Quando se diagnostica um paciente por infecção pela Aids, pode-se fazer
genotipagem e se prescrever uma terapia alternativa”, avaliou Suarez-Kurtz, que
também é professor titular da Universidade Federal do Rio de Janeiro.
Muitas das variações genéticas têm um componente associado à ancestralidade
individual, aponta o pesquisador.
“Por exemplo, um polimorfismo genético associado à ocorrência da síndrome de Stevens-Johnson (doença que provoca lesões cutâneas) em pacientes tratados com
carbamazepina (medicamento anticonvulsivante utilizado no tratamento da
epilepsia) é comum nas populações asiáticas, e raro nas populações africanas e
europeias, principais ancestrais dos brasileiros. Assim, o risco desta síndrome
nos brasileiros é mínimo”, disse Suarez-Kurtz.
Adoção clínica lenta
Estudo feito por pesquisadores da Rede Nacional de Farmacogenética
(Refargen), iniciado em 2010 envolvendo 1.300 amostras, genotipou um número
grande de polimorfismos farmacogenéticos reconhecidamente importantes.
Paralelamente, todos os indivíduos foram tipados com marcadores de
ancestralidade para saber o quanto cada um deles tinha de ancestralidade
africana, europeia ou, em menor escala, ameríndia.
“Quantificar a ancestralidade indígena é difícil por dois motivos: primeiro
porque é difícil coletar informações dos ameríndios, uma vez que o sistema de
proteção aos povos indígenas não permite estudar a genética dos índios, e
segundo porque a contribuição média da ancestralidade ameríndia na população
brasileira é de menos que 10%”, disse Suarez-Kurtz, coordenador da Refargen.
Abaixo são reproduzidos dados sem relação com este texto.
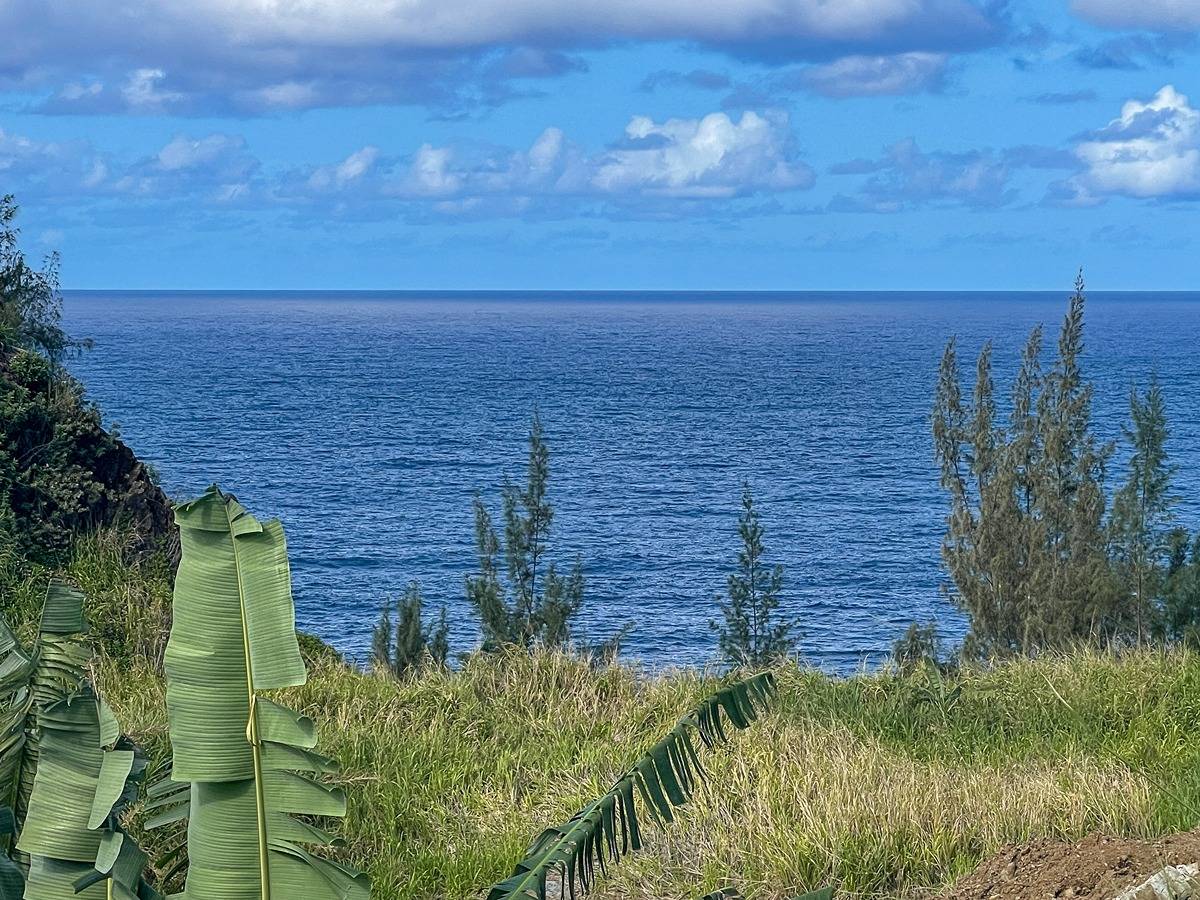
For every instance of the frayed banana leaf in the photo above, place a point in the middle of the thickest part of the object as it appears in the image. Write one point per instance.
(87, 777)
(16, 697)
(12, 882)
(243, 765)
(30, 682)
(60, 670)
(663, 780)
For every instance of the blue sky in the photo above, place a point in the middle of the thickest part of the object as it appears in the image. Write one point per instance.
(748, 144)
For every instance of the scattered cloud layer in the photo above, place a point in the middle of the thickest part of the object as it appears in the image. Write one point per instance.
(1134, 52)
(1151, 15)
(232, 58)
(673, 167)
(874, 76)
(1151, 150)
(906, 177)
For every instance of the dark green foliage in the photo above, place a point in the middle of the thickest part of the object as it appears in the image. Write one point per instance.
(918, 647)
(534, 604)
(30, 303)
(60, 472)
(663, 780)
(12, 882)
(1141, 509)
(754, 634)
(1026, 541)
(317, 653)
(1180, 615)
(408, 645)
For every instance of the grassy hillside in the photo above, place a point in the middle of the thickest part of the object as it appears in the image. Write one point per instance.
(885, 785)
(864, 781)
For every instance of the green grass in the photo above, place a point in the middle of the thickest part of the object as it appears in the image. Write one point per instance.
(886, 786)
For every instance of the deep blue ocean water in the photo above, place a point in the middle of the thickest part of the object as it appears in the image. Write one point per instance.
(369, 421)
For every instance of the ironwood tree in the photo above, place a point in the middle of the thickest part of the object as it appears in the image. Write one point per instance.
(521, 598)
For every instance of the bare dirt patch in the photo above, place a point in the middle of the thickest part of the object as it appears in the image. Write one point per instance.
(1095, 868)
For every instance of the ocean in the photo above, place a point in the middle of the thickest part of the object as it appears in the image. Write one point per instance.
(369, 421)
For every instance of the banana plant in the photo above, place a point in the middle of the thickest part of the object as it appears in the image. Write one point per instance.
(30, 682)
(661, 781)
(88, 774)
(243, 765)
(12, 881)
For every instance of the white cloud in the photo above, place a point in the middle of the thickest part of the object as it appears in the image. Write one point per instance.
(675, 167)
(1151, 15)
(481, 23)
(185, 153)
(906, 177)
(713, 156)
(259, 57)
(1152, 149)
(870, 76)
(142, 93)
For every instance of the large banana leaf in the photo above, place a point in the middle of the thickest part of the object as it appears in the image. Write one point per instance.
(30, 682)
(16, 670)
(12, 882)
(60, 672)
(87, 777)
(245, 761)
(663, 780)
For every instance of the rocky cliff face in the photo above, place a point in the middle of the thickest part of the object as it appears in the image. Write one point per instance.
(61, 472)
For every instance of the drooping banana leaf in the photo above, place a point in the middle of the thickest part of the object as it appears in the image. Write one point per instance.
(87, 777)
(16, 670)
(29, 682)
(60, 672)
(247, 760)
(12, 882)
(663, 780)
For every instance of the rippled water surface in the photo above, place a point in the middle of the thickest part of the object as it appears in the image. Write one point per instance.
(367, 423)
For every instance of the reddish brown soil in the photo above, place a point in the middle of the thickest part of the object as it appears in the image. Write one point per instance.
(1096, 868)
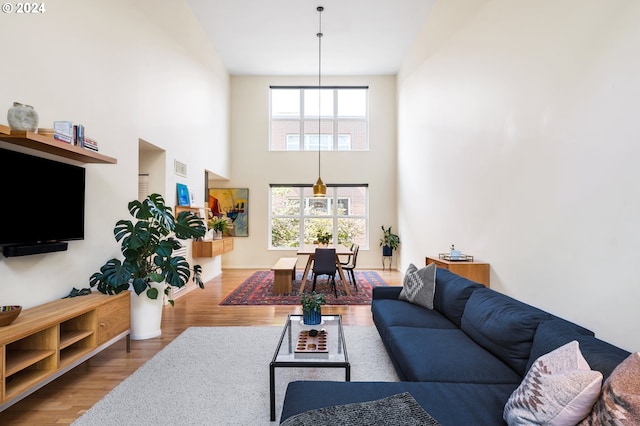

Entretanto, segundo o cientista, é impossível correlacionar a aparência
física de brasileiros com a sua ancestralidade genética, ou seja, um indivíduo
categorizado como “pardo” pelo IBGE pode não ter uma ancestralidade
dominantemente africana.
Apesar dos avanços no campo, a adoção clínica da farmacogenética é um
processo lento. “Os médicos norte-americanos consideram que existem cerca de 20
pares de medicamentos e genes que têm componentes farmacogenéticos importantes,
incluindo a varfarina (anticoagulante) e a codeína (analgésico mais usado no
mundo). Mas quantos desses médicos modificam as prescrições para atender à
farmacogenética é outra história”, disse Suarez-Kurtz.
O fator genético não explica toda a variabilidade na resposta aos
medicamentos. “A resposta aos medicamentos é um fenótipo complexo, um processo
que envolve vários fatores. Fatores demográficos (como peso, idade, sexo) e
clínicos, função renal, função hepática, hábitos alimentares, tabagismo,
alcoolismo, enfim, são inúmeros os fatores que podem afetar a resposta aos
medicamentos. As variáveis genéticas são um desses fatores. Então, para alguns
medicamentos o fator genético é determinante, enquanto para outros o importante
a se levar em conta é a idade, e para outros o peso”, concluiu o cientista.